Listening and speaking
Listening and speaking are essential to participating in science activities and communities. Amplify Science thus provides many authentic opportunities for talking and listening as students refine their thinking and communicate their ideas to various audiences. Throughout the Amplify Science curriculum, students use discussion to construct explanations and join in oral argumentation. For example, students discuss evidence in order to understand it and to work together to determine what claim the evidence supports. As students discuss, they are practicing vital aspects of constructing explanations and argumentation, such as deeply understanding evidence, working with others to understand the meaning of evidence, convincing others, and providing logical reasoning. Oral language and discussion is further supported across the grades through discourse routines such as Shared Listening, Think-Pair-Share, and Word Relationships, and through organized discussions such as Evidence Circles. See below for more details.
Oral and written language in K-1
Young children are simultaneously developing language and learning through language. Oral language development is therefore an important consideration when planning learning experiences about aspects of the world that young children are just encountering. The Amplify Science approach to oral language is connected to writing, and considers the trajectory of students’ expressive language and vocabulary development.
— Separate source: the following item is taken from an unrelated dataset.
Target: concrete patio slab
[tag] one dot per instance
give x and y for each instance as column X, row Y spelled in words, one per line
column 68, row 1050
The oral language built across the kindergarten and grade 1 units helps students develop language that facilitates their learning of challenging concepts and supports them in explaining their learning to others (both orally and through writing). Over the course of the kindergarten and grade 1 units, students participate in class discussions and are supported in learning how to converse with each other, to agree or disagree, and to build on their peers’ science ideas. This oral language build links explanation language common in science to authentic learning contexts, and it builds children’s facility with causal language across the units of study. Following the Gradual Release of Responsibility Model, the Explanation Language Frame expands in complexity throughout a unit, scaffolding students’ acquisition of scientific ways of speaking and thinking.
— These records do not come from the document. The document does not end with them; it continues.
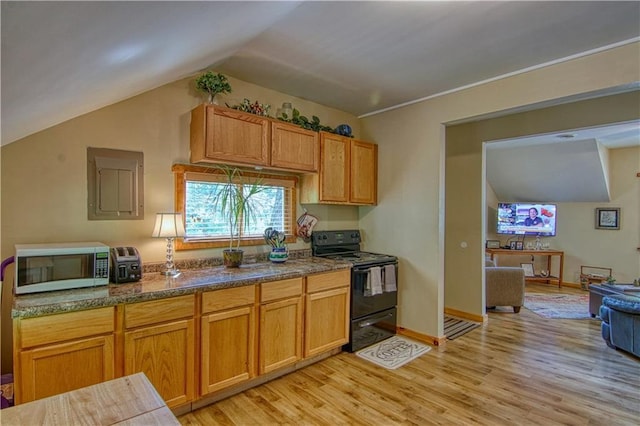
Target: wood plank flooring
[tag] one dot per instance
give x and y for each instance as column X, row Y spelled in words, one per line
column 519, row 369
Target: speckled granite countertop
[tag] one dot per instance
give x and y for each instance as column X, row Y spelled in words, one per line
column 156, row 286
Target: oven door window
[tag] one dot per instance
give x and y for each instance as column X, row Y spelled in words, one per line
column 362, row 302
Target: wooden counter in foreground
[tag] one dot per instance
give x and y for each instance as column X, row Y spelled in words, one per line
column 129, row 400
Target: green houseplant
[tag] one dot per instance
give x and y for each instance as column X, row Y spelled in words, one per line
column 236, row 201
column 213, row 83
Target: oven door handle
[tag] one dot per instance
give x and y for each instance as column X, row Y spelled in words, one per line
column 374, row 320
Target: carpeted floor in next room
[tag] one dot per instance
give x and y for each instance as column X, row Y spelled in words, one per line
column 568, row 306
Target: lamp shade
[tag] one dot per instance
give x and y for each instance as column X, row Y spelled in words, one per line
column 168, row 225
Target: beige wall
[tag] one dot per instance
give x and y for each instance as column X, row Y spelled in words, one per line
column 410, row 220
column 44, row 175
column 44, row 183
column 577, row 236
column 464, row 152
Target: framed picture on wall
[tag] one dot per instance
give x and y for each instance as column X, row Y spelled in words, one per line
column 608, row 218
column 493, row 244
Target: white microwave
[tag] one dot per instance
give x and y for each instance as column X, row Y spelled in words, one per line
column 60, row 266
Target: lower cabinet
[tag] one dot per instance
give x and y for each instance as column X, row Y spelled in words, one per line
column 227, row 338
column 186, row 351
column 280, row 324
column 159, row 340
column 51, row 348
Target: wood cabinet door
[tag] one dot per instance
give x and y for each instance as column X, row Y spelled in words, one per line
column 225, row 135
column 334, row 168
column 294, row 148
column 326, row 320
column 280, row 334
column 227, row 348
column 63, row 367
column 363, row 173
column 165, row 353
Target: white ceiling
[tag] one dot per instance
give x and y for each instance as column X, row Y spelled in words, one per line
column 560, row 167
column 64, row 59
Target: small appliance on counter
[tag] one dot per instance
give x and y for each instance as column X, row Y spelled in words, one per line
column 126, row 265
column 60, row 266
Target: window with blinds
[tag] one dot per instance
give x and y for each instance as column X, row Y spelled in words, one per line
column 197, row 187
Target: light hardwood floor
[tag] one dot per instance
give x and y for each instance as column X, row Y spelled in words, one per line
column 518, row 369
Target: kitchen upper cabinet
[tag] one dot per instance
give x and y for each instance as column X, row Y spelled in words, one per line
column 50, row 349
column 281, row 305
column 159, row 340
column 326, row 312
column 224, row 135
column 363, row 174
column 348, row 173
column 294, row 148
column 228, row 338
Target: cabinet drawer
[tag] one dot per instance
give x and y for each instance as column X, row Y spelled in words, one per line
column 67, row 326
column 228, row 298
column 156, row 311
column 329, row 280
column 280, row 289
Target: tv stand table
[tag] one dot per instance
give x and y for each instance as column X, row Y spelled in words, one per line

Amplify Science units provide ample opportunities to compose and record ideas through talking, drawing, and writing text. At times the focus remains solely on talking and listening, with the teacher and students orally composing sentences and ideas. At other times the teacher takes the lead on both oral composition and the recording of written text. Still other times, the students help orally compose the ideas and language of the text while the teacher records the words. Finally, students sometimes take responsibility for oral composition and recording of ideas through illustrations or emergent and beginning writing.
Listening and speaking in grades 2–5
In grades 2–5, the Amplify Science units provide numerous opportunities for students to engage in both formal and informal discussion. These discussion opportunities surface in each lesson as students listen and share ideas in partner, small-group, and whole-class configurations. At this grade band, many activities are completed in pairs or groups of four. Structured prompts are provided for students to discuss their thinking with partners at various stages of the activities. Partner reading of each student book in the unit provides a particularly rich opportunity for students to exchange ideas about the key science and engineering content and practices they encounter. Following the partner and small-group work, students come back together as a class to discuss their developing understanding.
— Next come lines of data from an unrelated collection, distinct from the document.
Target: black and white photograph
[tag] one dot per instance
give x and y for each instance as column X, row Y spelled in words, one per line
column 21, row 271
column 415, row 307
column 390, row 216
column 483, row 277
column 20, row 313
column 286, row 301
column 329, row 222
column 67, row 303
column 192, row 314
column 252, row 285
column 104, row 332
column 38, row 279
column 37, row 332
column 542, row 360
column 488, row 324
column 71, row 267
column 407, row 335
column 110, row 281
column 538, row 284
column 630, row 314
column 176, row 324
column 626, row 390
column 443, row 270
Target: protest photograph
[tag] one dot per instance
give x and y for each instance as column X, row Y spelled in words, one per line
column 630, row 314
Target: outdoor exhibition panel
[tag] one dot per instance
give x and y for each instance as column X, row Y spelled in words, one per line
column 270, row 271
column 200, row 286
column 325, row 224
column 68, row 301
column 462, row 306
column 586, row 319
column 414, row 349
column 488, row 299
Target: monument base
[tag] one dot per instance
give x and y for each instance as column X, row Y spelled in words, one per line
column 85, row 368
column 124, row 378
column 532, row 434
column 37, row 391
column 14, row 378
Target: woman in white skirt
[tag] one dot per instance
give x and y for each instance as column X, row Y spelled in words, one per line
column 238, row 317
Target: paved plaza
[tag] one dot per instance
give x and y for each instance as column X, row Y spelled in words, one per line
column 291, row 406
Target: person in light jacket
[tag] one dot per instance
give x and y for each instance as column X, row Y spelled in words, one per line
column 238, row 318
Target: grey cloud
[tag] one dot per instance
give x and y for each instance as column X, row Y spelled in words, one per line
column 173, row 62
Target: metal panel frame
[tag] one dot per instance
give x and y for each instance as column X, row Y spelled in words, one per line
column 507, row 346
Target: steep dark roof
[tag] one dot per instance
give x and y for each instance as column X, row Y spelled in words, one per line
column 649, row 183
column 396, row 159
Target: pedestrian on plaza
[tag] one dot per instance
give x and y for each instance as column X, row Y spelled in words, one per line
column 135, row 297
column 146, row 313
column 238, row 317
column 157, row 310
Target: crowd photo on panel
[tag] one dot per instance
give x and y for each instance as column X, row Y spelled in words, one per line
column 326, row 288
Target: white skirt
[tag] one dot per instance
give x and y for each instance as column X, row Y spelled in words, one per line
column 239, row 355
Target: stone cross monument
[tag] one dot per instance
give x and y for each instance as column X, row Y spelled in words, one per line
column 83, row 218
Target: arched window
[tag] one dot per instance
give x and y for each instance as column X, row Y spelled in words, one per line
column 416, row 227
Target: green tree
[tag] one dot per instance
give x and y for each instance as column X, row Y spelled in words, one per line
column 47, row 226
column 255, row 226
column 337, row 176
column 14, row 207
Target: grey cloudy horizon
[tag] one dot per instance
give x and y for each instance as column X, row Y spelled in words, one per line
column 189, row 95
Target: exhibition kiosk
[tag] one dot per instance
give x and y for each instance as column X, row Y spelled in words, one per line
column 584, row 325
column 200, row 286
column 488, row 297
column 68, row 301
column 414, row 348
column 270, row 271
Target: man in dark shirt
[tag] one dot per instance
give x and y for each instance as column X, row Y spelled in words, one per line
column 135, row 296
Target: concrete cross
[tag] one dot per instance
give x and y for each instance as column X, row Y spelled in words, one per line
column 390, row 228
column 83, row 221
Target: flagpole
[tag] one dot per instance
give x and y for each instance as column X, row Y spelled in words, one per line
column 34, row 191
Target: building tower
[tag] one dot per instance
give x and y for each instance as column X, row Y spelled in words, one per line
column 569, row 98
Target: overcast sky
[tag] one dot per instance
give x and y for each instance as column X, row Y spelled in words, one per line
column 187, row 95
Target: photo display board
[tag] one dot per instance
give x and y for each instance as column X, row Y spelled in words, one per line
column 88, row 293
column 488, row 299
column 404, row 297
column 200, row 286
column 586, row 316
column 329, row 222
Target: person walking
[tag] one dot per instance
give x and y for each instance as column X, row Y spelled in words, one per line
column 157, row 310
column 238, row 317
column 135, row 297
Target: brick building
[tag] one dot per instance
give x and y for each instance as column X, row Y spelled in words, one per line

In addition to the discussion opportunities embedded throughout the hands-on and reading activities, discourse routines provide students with structured opportunities to develop their oral language skills in conjunction with their growing science understanding. For example, the Inheritance and Traits unit features the Thought Swap routine. This routine invites each student in a pair to explain themselves clearly to a partner, to carefully listen to the ideas shared by the partner, and to share their own or their partner’s ideas with the class. Students then rotate partners and repeat the process with a new partner and prompt. This and other discourse routines employed in the grades 2–5 units support all students with expressing their thinking, as well as learning to listen carefully and respectfully to their peers.